Along with the ability to run a grid search, fairkit-learn also provides functionality to visualize the results of the grid search. Fairkit-learn uses Bokeh to render a visualization within the notebook, which you can use when completing the next task to explore trained models' performance and fairness.

The visualzation includes a graph that plots the search results that are pareto optimal. Each data point in the graph is a model with its own settings (e.g., hyper-parameters, pre/post processing). Each model class has its own color to make it easier to see which models are being shown in the visualization. To get more information on each model's settings, hover over the data point of interest; a tooltip will pop up with model settings.

Within the visualization, you can control what metrics and models are being included in the visualization. The drop down menus allow you to specify the x and y axes for the graph. The checklist below the list of models allows you to select which metrics can be considered in the graph.

To view the *Pareto frontier* for any two metrics (e.g., accuracy and disparate impact), select those two metrics from the drop down menu and **only** check those boxes in the checklist.

Below we provide code to load Bokeh and plot the results from the search in the interactive plot.

In [None]:
# Import packages for visualization
from bokeh.io import output_notebook
from bokeh.application.handlers import FunctionHandler
from bokeh.application import Application

# load Bokeh
output_notebook()

In [None]:
from fklearn.interface.plot import *

# Define function that takes in a document and attaches the bokeh server to it
def modify_doc(doc):
    
    # Load custom styles (for notebook only)
    custom_css = Div(text="<link rel='stylesheet' type='text/css' href='fklearn/interface/static/css/styles-notebook.css'>")
    add_btn = Button(label="Add Plot", button_type="success")
    remove_btn = Button(label="Remove Plot", button_type="danger")
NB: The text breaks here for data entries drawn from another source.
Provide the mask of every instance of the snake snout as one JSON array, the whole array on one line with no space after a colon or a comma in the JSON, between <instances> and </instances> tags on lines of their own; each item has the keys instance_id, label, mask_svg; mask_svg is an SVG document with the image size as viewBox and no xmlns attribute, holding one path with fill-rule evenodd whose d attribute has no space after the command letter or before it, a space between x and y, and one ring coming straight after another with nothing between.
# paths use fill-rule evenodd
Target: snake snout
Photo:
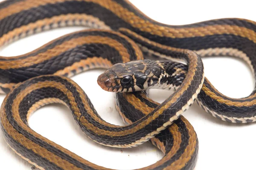
<instances>
[{"instance_id":1,"label":"snake snout","mask_svg":"<svg viewBox=\"0 0 256 170\"><path fill-rule=\"evenodd\" d=\"M114 79L110 79L110 77L105 74L102 74L99 76L97 82L99 85L102 89L108 91L115 91L115 88L114 87L116 85Z\"/></svg>"}]
</instances>

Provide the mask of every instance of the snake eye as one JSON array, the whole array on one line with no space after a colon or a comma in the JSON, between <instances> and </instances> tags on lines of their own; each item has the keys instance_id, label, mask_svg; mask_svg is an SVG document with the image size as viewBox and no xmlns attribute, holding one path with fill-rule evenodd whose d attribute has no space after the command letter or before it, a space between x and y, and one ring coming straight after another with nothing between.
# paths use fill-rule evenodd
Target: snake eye
<instances>
[{"instance_id":1,"label":"snake eye","mask_svg":"<svg viewBox=\"0 0 256 170\"><path fill-rule=\"evenodd\" d=\"M133 84L131 76L126 76L121 80L121 85L125 87L131 86Z\"/></svg>"}]
</instances>

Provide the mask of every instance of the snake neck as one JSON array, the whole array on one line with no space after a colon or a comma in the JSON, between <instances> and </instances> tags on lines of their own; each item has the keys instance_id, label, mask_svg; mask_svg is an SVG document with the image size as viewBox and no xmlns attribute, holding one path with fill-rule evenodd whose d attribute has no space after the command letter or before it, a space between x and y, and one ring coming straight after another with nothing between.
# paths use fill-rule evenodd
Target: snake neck
<instances>
[{"instance_id":1,"label":"snake neck","mask_svg":"<svg viewBox=\"0 0 256 170\"><path fill-rule=\"evenodd\" d=\"M154 75L148 80L148 88L176 90L186 75L187 66L170 60L147 61Z\"/></svg>"}]
</instances>

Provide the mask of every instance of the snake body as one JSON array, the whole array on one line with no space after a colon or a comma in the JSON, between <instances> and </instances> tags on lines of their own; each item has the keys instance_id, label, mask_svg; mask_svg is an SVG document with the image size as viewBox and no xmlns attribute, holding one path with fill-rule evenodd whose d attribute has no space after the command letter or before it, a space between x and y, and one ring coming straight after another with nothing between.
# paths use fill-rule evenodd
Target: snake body
<instances>
[{"instance_id":1,"label":"snake body","mask_svg":"<svg viewBox=\"0 0 256 170\"><path fill-rule=\"evenodd\" d=\"M69 107L81 129L100 144L128 147L150 140L165 156L144 169L194 167L196 135L180 116L198 95L198 103L215 117L238 123L256 120L255 91L246 98L232 99L219 92L207 79L203 84L203 64L196 54L239 57L255 72L253 21L232 18L169 26L151 20L128 1L114 0L9 0L0 4L0 14L2 45L56 28L97 28L65 35L26 54L0 58L0 88L8 94L0 111L5 139L17 154L40 169L106 169L29 128L29 115L48 103ZM187 65L140 60L148 55L183 60ZM133 60L139 61L124 63ZM126 67L135 73L122 74L122 70L116 68L119 65L121 70ZM99 77L105 90L158 88L176 91L161 104L148 98L145 92L117 93L116 108L130 125L111 125L100 118L83 90L65 77L111 66ZM138 75L141 76L135 76ZM120 86L127 76L132 85Z\"/></svg>"}]
</instances>

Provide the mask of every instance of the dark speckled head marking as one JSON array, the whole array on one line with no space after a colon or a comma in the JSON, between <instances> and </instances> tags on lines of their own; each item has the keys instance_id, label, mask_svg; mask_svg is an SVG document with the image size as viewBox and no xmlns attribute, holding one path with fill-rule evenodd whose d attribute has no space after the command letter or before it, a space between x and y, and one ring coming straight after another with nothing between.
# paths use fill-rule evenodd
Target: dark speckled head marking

    # Construct our viewport
    l = layout([
        [custom_css],
        create_plot("fklearn/interface/static/data/test-file.csv")
    ], sizing_mode="fixed", css_classes=["layout-container"])

    doc.add_root(l)
    
# Set up the application
handler = FunctionHandler(modify_doc)
app = Application(handler)

# Render visualization in the notebook
show(app)

## Step 6: Export visualization (optional)

The visualization can be viewed within this notebook and re-rendered as many times as needed, but can also be exported for future viewing and comparison to other plots. You can export the visualization and relevant information by clicking the ``Export Plot`` button in the visualization. 

This will save create two files: plot.png and plot.json.
Plot.png is an image of the plot.
Plot.json is a JSON file with the informational bits from the plot, such as what models are being shown and what metrics are selected.

Each time the export button is clicked, if plot.png and plot.json exist they are overwritten. If you wish to save plots for comparision, make sure you rename each file after export.

## Step 7: Evaluate overall model quality

Now that we've explored the various model configurations and their performance and fairness, we are ready to select the model(s) that we want to evaluate for overall quality.

To do so, you will need to create and train the model(s) (with proper hyperparameters, pre-processing, and post-processing as specified in the search output) you selected and then evaluate overall model quality.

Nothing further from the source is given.